Budget 2017: The misplaced confidence of the British consumer
- Published
A funny thing about confidence is that some people have it but shouldn't, while others should but don't.
It's true more than ever when it comes to the confidence to spend money. And it sums up one of the challenges facing the Chancellor, Philip Hammond, as he prepares for Wednesday's Budget.
Consumer confidence appears to be rock-solid, defying gloomy pre-EU referendum predictions that people would rein in spending. In contrast, big corporations are sitting on cash piles rather than investing it.
But is the consumer confidence well-founded? Or is the consumer a braggart, so given to outward shows of confidence that it betrays an underlying insecurity? Mostly, the consumer is stepping up spending using someone else's money.
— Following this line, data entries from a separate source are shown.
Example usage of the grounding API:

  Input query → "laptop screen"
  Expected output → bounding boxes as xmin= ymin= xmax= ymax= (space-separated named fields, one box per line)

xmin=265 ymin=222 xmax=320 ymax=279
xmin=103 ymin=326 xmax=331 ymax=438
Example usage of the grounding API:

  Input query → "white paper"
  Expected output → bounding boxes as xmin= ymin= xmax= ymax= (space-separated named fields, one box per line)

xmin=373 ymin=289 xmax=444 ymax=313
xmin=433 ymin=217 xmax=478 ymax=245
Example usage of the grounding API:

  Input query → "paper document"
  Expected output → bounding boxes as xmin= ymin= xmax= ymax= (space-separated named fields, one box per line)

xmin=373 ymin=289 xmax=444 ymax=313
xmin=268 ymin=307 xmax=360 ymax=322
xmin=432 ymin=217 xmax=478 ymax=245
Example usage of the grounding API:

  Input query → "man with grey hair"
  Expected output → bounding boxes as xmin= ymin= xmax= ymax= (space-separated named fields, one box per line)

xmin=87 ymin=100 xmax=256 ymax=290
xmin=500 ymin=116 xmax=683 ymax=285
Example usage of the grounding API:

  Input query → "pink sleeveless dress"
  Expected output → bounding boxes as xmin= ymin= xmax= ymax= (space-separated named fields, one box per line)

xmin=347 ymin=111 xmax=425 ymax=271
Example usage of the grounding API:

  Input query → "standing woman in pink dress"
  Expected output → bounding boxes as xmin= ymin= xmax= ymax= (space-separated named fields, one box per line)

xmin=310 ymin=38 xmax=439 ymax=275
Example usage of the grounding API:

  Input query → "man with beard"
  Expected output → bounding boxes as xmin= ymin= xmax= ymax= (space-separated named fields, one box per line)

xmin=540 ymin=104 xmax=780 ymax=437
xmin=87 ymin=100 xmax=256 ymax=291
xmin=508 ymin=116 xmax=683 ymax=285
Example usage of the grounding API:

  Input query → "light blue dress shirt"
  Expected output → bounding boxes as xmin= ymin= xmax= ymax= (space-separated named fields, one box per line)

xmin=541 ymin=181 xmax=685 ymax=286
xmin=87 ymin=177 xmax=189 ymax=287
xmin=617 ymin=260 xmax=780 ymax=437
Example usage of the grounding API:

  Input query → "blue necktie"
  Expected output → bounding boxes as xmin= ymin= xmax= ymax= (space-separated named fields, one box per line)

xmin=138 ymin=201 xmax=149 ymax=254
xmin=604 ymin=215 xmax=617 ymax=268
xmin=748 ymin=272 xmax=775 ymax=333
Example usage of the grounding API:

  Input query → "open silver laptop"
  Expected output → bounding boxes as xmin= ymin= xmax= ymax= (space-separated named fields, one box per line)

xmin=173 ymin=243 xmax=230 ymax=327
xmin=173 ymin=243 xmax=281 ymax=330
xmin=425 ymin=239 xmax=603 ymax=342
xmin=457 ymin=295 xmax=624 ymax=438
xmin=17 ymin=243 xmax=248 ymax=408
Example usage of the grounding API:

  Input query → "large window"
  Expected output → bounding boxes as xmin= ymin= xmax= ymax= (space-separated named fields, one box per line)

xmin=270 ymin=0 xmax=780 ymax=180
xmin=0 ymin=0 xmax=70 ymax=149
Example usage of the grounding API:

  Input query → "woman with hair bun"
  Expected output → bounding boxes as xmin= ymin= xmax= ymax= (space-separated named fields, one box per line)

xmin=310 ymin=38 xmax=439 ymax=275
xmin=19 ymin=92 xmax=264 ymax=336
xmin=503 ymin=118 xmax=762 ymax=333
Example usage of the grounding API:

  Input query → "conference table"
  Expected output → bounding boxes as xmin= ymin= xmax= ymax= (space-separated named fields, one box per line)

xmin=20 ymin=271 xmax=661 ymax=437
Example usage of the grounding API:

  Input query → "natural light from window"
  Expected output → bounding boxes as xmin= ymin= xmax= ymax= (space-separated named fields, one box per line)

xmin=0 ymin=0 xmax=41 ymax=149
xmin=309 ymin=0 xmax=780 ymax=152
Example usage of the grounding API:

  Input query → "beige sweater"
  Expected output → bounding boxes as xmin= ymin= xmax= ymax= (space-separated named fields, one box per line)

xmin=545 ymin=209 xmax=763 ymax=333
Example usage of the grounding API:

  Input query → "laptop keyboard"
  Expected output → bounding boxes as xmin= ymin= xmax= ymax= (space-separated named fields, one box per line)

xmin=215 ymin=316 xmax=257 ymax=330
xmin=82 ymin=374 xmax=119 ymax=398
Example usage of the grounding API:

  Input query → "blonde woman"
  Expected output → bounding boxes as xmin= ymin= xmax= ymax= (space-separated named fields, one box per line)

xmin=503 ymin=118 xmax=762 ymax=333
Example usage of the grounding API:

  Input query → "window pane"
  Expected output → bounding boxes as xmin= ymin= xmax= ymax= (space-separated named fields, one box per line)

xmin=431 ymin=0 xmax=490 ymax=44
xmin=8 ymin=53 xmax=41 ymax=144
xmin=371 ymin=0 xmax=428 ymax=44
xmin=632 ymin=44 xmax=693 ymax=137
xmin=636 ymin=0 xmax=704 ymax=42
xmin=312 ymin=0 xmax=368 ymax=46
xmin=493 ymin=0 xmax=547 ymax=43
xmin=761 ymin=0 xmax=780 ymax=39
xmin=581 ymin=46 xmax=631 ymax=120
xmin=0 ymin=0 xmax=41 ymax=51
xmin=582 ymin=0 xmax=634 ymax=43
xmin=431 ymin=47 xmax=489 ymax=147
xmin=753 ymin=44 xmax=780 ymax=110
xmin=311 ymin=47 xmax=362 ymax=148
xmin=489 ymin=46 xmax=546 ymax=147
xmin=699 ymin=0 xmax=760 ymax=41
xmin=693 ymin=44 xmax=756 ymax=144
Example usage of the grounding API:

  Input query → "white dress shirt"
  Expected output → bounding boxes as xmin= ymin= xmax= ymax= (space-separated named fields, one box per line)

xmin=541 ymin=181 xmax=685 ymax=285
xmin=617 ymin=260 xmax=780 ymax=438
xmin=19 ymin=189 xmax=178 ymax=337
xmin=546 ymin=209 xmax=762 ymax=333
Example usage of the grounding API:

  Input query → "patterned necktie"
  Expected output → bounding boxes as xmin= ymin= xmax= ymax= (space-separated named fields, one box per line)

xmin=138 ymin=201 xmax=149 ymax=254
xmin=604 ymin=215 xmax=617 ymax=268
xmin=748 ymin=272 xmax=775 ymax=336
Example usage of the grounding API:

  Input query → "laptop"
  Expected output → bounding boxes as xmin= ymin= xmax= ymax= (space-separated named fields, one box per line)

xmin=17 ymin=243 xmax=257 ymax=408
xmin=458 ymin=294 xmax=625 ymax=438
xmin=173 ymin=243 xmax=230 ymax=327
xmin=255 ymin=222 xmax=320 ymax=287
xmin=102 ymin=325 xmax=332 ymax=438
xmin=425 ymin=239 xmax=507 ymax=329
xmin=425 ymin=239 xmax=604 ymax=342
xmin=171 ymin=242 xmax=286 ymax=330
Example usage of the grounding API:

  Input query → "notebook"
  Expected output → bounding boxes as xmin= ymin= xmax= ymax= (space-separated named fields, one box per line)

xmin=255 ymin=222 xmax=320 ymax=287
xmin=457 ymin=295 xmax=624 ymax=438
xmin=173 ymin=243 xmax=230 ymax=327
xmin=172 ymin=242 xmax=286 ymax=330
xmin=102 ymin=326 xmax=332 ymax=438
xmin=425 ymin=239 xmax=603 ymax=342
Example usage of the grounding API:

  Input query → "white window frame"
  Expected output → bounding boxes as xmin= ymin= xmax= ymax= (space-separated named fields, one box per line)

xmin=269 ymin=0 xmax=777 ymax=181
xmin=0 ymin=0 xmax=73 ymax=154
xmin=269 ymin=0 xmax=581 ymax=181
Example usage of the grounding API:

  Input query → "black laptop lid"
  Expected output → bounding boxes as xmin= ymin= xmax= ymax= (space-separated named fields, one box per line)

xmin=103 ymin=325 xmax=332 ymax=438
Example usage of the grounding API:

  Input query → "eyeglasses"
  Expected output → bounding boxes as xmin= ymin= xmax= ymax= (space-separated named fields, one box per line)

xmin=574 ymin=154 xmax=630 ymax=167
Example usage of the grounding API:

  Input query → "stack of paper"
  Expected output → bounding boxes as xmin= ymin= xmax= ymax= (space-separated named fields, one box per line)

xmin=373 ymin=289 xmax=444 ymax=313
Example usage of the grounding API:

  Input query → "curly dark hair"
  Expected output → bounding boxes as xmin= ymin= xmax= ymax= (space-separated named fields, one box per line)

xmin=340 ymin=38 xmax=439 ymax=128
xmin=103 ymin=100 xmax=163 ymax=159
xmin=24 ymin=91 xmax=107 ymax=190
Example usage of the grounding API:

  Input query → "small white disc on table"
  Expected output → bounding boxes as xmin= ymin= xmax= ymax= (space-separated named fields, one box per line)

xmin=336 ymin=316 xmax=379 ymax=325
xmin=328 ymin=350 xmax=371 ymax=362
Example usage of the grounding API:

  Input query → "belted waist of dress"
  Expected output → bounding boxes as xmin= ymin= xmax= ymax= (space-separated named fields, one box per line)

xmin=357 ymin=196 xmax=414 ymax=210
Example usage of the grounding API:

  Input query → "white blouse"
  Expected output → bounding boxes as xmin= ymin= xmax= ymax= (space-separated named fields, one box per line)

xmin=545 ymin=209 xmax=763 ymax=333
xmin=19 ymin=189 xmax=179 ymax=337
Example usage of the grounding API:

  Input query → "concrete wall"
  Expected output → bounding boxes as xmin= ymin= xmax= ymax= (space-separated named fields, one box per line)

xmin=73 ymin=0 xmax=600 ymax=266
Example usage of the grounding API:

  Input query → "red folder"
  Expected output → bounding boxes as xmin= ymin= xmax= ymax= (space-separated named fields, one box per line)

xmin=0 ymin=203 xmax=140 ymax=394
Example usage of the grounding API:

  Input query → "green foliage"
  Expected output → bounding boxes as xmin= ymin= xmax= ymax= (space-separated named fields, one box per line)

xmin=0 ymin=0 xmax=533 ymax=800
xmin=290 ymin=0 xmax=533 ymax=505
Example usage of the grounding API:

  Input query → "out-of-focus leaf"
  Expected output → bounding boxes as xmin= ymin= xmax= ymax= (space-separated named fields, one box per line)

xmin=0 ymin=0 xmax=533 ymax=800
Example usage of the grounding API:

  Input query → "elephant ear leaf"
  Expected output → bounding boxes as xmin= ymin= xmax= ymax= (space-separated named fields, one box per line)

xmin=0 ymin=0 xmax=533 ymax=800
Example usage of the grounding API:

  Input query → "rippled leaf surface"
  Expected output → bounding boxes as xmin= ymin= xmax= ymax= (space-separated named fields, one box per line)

The amount of goods and services being consumed is growing faster than people's incomes.
Credit card debt is at a record. Overall, unsecured debt - which excludes mortgages but includes credit cards, car loans and, notably, personal loans - is rising faster than it has in a decade and amounts to 40% of the average income.
Trouble ahead
That's not surprising, perhaps, when the reliance on ultra-low interest rates to avoid anticipated economic trouble has led to the cheapest personal loans in living memory.
If you are in trouble, consolidate your debts into a cheap personal loan - and, hey presto, manageable payments and a little left over to spend. And if you want a new car - hey, there's no-deposit finance.
But can we rely on that consumer confidence to last? Inflation is edging up. With CPI at 1.8%, prices are rising more slowly than average earnings. There is trouble ahead.
If the companies from which we buy goods and services import raw materials from abroad, they are paying about a fifth more than they did a year ago. They are not passing that on - so far.
They also no longer have such a ready supply of cheap labour. Being a migrant worker is not what it used to be. The weaker pound no longer buys as many Polish zlotys or Romanian leus.
Firms are under mounting pressure to raise prices. Again, the fear of losing customers is holding them back - so far.
Priorities
So, what about the government's confidence to spend?
Every chancellor frets about the amount by which he outspends his income - the deficit. And the national debt - the accumulation of years of overspends - is nudging £1.7 trillion, or 90% of the value of the UK economy.
That's why chancellors in recent years have been a bag of nerves when it comes to spending.
By contrast to gung-ho consumers, Mr Hammond doesn't think cheap interest rates should lead him to borrow more.
His priority has been to cut spending even if it harms other priorities, such as supporting low-income working families. Budget measures have helped such families pay less income tax.
But for many families who are just about managing, that chink of light is eclipsed by the withdrawal of state support for those who choose to work. This is one of the biggest austerity measures that Mr Hammond has chosen to keep.
Perhaps it is only right that the chancellor should be less confident to spend than us consumers. But if you're bored of hearing about his deficit, liven things up by thinking of your own.
Households have deficits too; they outspend their incomes. And unlike the chancellor's deficit, ours are going the wrong way.
Your personal deficit
The Office for Budget Responsibility estimates that households will outspend their incomes by £34bn this year.
That is set to rise to almost £50bn in the next five years. The total household debt? £1.6 trillion - a mere £100bn shy of the government's accumulated debt.
Ask yourself this: which deficit matters more for the future of you and your family? The chancellor's or your own?
So, why does so much need to be sacrificed to address the government's debt, and so little to address those of households?
The government borrows money and appears to have little confidence to spend. The consumer spends borrowed money and is as confident as ever.
But there is a third category: those who do have the money (pots and pots of it) but have less and less confidence to spend it. This is the corporate sector.
When prices rose faster than earnings, the consumer found their spending power shrinking; wages were not keeping up.
For many large businesses it was the other way around. The prices they were charging were rising faster than labour costs.
The irony
Many businesses, especially the successful, established ones, accumulated vast sums and have been sitting on large piles of cash. In the UK, that cash pile is somewhere between half a trillion and a trillion pounds.
And here is the irony. While consumers borrow and spend, corporations sit on large pots of money too nervous to spend. In the fourth quarter of last year, business investment dropped.
If that continues, it matters greatly. The underlying problem that has stopped wages keeping up with prices and undermined living standards is a lack of growth in productivity.
To improve the amount of goods or services produced by each worker - and, therefore, the amount a company can afford to pay them - there has to be investment in technology, training and infrastructure.
Corporate nerves have been frayed, not least because established companies are more likely than consumers to fear the effects of Brexit.
Regardless of whether that fear is justified, it may be having a harmful effect. Without increased private investment, productivity growth is a hard trick to pull off.
The chancellor's challenge? Unlock some of that cash and get corporations to invest more.
By threat or inducement (that is, through taxing or tax relief), Mr Hammond must shift the economy away from a dependence on the unduly confident consumer. That way, he may get the unduly nervous finance director to take a leap of faith.